Johnny took his foot off the pedal. If he backed off, maybe she’d slow down. Maybe she’d see the turn—
Aurelia was going too fast. She missed it.
There was no ditch—the farmer’s access to his field was right there. The 650i shot straight onto the dirt roadway of the field and bounced along the tractor path. Against his better judgment, Johnny took the Maserati after her.
According to the sound, she was pushing the BMW hard. It wasn’t meant for this kind of terrain, and more important, she needed to downshift. The peals of the engine voiced her desperation.
What if this tractor path merged onto another road?
He gripped the wheel and closed the distance between them. Suddenly the 650i lurched to the right, bobbing and dipping, throwing chunks of dirt as it wobbled hastily onto a paved road. The entrance to the road on this end was fine for a tractor, but hell for luxury cars. Once on the road, the engine revved high and Johnny knew she’d double-clutched it for speed.
Trying to make up precious seconds, he slowed as he neared the dangerous spot and made his reentry to the road as smooth as possible.
He could see her taillights in the distance and gave the Maserati all he could. Surely she was thinking this was her shot at escaping and he needed to catch up pronto.
That was when he saw the eyeshine.
Their reckless driving through the field had stirred up the deer. A group of five—at least—were on the move. He saw them closing in on the road and held his breath.
When they bounded into Aurelia’s path, her brake lights flashed. The car lurched to the left, then right. One deer rolled up the hood and, legs flailing at broken angles, flew over the roof to skid along the road, while a second deer broke through the now-cracked windshield. The car slid from the road, hit the ditch, and began to roll.
Johnny left his vehicle on the road, hazard lights flashing, and raced toward the 650i. It must have rolled eight or nine times; it was deep in the darkened field—the car’s headlamps had shattered. He passed the de
ad deer; it had been tossed off the windshield as the car spun. He hurried onward, scenting the air, searching for the tang of human blood. All he picked up was damp foliage, metal, and motor oil.

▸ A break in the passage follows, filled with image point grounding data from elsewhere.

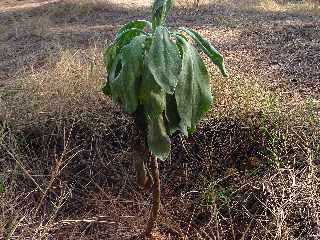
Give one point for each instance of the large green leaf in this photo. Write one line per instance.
(163, 60)
(160, 12)
(158, 140)
(123, 38)
(137, 24)
(208, 49)
(152, 96)
(192, 94)
(172, 116)
(124, 84)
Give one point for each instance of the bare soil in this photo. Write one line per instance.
(218, 184)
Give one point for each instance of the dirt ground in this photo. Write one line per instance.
(250, 172)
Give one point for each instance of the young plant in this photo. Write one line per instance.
(155, 73)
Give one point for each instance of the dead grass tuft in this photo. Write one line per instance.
(250, 171)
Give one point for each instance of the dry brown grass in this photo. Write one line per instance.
(251, 171)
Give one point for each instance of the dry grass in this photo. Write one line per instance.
(251, 171)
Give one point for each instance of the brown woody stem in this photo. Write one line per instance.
(155, 196)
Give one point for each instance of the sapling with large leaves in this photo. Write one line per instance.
(157, 75)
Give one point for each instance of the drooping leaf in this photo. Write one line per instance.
(124, 84)
(158, 139)
(160, 12)
(135, 24)
(192, 94)
(111, 51)
(208, 49)
(172, 116)
(152, 96)
(163, 60)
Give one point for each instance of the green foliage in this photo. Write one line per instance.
(155, 67)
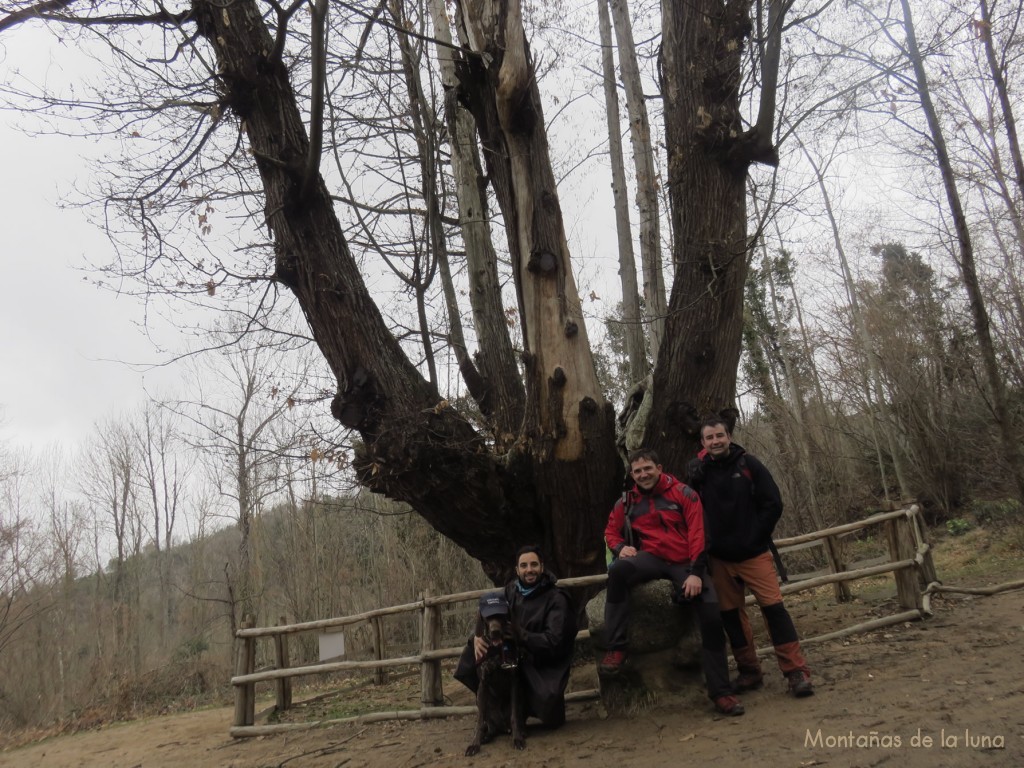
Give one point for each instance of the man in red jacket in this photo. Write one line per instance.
(656, 531)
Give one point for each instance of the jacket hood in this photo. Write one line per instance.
(735, 451)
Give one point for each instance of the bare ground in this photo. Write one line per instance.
(956, 679)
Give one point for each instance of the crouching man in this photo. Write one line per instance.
(546, 617)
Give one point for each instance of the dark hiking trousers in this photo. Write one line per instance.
(626, 572)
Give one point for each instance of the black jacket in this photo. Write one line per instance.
(741, 503)
(547, 616)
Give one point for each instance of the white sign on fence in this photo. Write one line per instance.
(332, 645)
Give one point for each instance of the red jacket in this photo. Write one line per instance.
(667, 522)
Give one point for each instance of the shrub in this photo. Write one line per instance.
(957, 526)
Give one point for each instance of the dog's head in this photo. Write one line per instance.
(494, 623)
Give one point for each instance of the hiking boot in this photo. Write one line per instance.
(800, 683)
(748, 681)
(612, 662)
(729, 706)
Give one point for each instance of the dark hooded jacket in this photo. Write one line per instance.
(547, 616)
(741, 503)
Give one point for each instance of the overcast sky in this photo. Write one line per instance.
(60, 335)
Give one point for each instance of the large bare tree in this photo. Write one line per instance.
(240, 91)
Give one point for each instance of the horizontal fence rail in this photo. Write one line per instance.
(909, 561)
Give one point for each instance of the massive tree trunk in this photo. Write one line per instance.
(709, 157)
(557, 482)
(636, 345)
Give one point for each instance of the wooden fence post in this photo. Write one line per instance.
(380, 673)
(836, 565)
(430, 671)
(284, 685)
(927, 571)
(245, 664)
(902, 547)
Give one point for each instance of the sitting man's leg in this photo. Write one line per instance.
(624, 573)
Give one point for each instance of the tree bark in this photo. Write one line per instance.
(636, 345)
(701, 56)
(643, 159)
(557, 484)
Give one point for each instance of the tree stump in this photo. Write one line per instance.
(663, 656)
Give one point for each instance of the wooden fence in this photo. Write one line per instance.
(909, 561)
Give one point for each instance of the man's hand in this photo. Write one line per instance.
(692, 587)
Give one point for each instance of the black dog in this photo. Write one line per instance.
(500, 697)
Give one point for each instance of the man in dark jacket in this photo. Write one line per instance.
(656, 531)
(741, 506)
(546, 615)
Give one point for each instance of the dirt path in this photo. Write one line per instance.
(956, 679)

Luckily the car had come to rest right side up, but it was crushed and crumpled. Even as he neared, the motor sputtered and died. His last few steps stalled.
What if she’s dead?
What if she isn’t?
She lay very still inside, her head drooped forward. He could not tell if she was breathing.

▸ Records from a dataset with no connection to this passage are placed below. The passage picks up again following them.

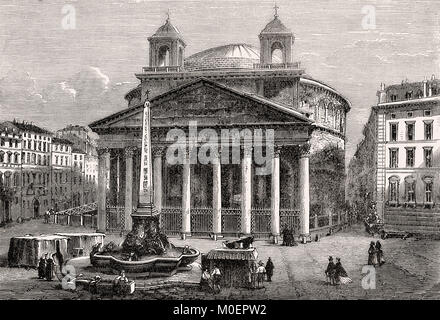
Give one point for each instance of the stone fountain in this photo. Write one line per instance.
(146, 250)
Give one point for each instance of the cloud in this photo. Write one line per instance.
(80, 99)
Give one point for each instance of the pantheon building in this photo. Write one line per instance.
(231, 87)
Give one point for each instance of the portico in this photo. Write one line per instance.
(235, 192)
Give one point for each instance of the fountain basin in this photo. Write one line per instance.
(150, 266)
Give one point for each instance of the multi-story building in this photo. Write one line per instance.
(84, 163)
(39, 170)
(406, 152)
(35, 169)
(10, 169)
(61, 181)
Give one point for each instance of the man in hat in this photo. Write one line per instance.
(216, 279)
(269, 269)
(42, 267)
(261, 271)
(330, 271)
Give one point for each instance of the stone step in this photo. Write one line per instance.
(411, 214)
(413, 223)
(413, 229)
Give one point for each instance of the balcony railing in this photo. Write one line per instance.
(164, 69)
(287, 65)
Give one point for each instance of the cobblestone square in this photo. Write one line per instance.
(410, 271)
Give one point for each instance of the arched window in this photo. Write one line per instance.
(164, 56)
(393, 190)
(410, 189)
(429, 181)
(277, 52)
(181, 57)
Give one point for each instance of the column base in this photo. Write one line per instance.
(275, 238)
(216, 236)
(184, 235)
(305, 238)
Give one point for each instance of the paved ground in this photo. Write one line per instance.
(411, 271)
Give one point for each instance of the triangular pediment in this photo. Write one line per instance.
(208, 103)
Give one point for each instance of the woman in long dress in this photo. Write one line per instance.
(372, 255)
(379, 253)
(340, 273)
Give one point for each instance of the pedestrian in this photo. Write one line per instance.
(341, 275)
(372, 254)
(205, 281)
(330, 271)
(252, 274)
(50, 267)
(216, 279)
(261, 271)
(42, 267)
(46, 216)
(379, 253)
(269, 269)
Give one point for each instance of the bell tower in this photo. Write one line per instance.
(276, 37)
(167, 47)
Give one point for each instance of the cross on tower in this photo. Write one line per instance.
(276, 10)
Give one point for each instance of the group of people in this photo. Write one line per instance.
(211, 280)
(375, 254)
(288, 237)
(46, 267)
(47, 214)
(258, 273)
(335, 273)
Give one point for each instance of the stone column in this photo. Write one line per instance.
(275, 196)
(246, 190)
(128, 207)
(157, 176)
(304, 198)
(186, 196)
(103, 162)
(216, 198)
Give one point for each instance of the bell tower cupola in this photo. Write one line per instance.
(167, 47)
(276, 40)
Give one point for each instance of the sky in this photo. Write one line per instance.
(56, 71)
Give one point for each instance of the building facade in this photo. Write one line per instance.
(233, 87)
(406, 153)
(40, 170)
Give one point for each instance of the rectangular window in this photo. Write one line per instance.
(410, 192)
(394, 158)
(428, 192)
(394, 129)
(428, 157)
(428, 130)
(410, 131)
(394, 187)
(410, 157)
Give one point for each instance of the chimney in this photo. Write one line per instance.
(425, 88)
(381, 94)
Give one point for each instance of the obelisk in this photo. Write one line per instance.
(146, 205)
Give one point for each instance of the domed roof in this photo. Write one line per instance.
(276, 26)
(230, 56)
(168, 30)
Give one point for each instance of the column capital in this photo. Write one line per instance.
(277, 151)
(128, 151)
(158, 151)
(247, 150)
(103, 151)
(304, 150)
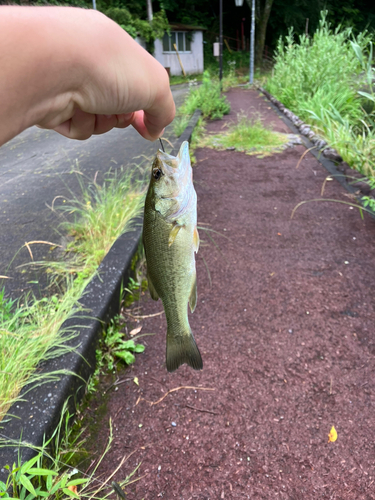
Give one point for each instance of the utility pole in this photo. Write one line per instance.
(252, 33)
(221, 43)
(149, 10)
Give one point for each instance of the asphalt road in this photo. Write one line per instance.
(35, 168)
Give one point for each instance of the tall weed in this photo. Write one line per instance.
(328, 81)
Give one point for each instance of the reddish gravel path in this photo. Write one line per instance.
(286, 332)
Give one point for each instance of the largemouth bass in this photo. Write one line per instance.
(170, 239)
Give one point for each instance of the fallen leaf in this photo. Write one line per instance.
(332, 436)
(73, 488)
(135, 331)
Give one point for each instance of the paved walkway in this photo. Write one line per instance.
(39, 165)
(285, 324)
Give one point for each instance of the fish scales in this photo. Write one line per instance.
(171, 239)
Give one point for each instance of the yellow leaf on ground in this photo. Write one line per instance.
(73, 488)
(332, 436)
(135, 331)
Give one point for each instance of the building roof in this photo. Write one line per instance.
(186, 27)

His fingers tried to curl around the door handle. It had compressed almost flat from the impact. He hurried to the other side. Smashed, but not as much.

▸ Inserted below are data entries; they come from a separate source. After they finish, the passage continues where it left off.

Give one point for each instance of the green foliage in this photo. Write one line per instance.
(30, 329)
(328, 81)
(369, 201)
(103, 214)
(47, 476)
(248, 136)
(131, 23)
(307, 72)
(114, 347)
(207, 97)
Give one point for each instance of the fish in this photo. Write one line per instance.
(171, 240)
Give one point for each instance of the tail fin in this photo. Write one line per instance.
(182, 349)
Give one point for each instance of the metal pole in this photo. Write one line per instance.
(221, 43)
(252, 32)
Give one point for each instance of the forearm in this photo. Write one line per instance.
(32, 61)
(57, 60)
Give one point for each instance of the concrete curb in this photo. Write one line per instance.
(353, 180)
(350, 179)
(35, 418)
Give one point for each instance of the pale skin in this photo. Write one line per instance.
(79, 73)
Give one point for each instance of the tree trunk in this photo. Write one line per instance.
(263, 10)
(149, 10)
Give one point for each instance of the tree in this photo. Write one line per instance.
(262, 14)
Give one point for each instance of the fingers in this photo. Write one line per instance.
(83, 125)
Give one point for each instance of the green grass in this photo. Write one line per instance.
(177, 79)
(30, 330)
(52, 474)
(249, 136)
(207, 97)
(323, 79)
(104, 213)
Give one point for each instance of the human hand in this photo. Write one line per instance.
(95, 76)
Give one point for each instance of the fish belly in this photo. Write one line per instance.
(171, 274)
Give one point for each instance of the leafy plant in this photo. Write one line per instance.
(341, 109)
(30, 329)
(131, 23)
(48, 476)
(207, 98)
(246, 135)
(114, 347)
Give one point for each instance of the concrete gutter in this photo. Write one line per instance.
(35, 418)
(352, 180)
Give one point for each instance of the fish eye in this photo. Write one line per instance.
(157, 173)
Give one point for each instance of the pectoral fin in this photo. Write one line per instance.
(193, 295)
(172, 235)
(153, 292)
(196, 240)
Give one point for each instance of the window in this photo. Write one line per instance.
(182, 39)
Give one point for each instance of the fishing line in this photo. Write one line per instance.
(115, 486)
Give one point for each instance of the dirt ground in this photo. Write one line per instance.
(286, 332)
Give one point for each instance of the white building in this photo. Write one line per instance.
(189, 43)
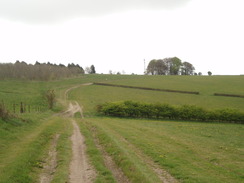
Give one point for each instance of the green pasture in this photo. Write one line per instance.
(190, 151)
(91, 96)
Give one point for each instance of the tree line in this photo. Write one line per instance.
(169, 66)
(38, 71)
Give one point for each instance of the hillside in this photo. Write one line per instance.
(120, 149)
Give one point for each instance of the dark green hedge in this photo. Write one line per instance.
(166, 111)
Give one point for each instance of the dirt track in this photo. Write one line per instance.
(80, 169)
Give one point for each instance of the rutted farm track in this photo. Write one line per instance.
(81, 169)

Concentrating, he stretched his index finger into a thin claw. This fit under the handle. He lifted and pulled. The door didn’t want to open. Using both hands on the now-raised handle, he yanked with all his might.
When finally the metal screeched and the door scraped open, the dome light flickered on. The scent of blood was suddenly strong. Instantly his beast roared within him and his mouth began to water.
No.
“Aurelia.” He sank into the passenger seat. He looked her over and she seemed to be in one piece, nothing obviously broken. Her purse had fallen to cover her feet. Tentatively he touched her arm. “Aurelia.”
Nothing. He knew better than to move her, but he reached up and pushed her hair from her face. Her nose was bloodied. More of the red fluid trickled down the left side of her neck and he could not tell if it was from her scalp or her ear. He touched her cheek, letting the heel of his hand rest under her nose lightly. He could feel the warmth of a shallow breath on his skin.
She was alive. For now.
Implications bounced around his mind. She was alive, but if injured as badly as she apparently was, would she be able to check in and keep the information about Evan from leaking out? He wondered how much time he had to reveal this news the way he wanted to.
He jerked his phone from his pocket, opened it, and searched through the numbers for Doc Lincoln, the veterinarian who treated wæres. Before he could queue it up, Aurelia moaned. The sound grew into a cry of agony as she tried to lift her head.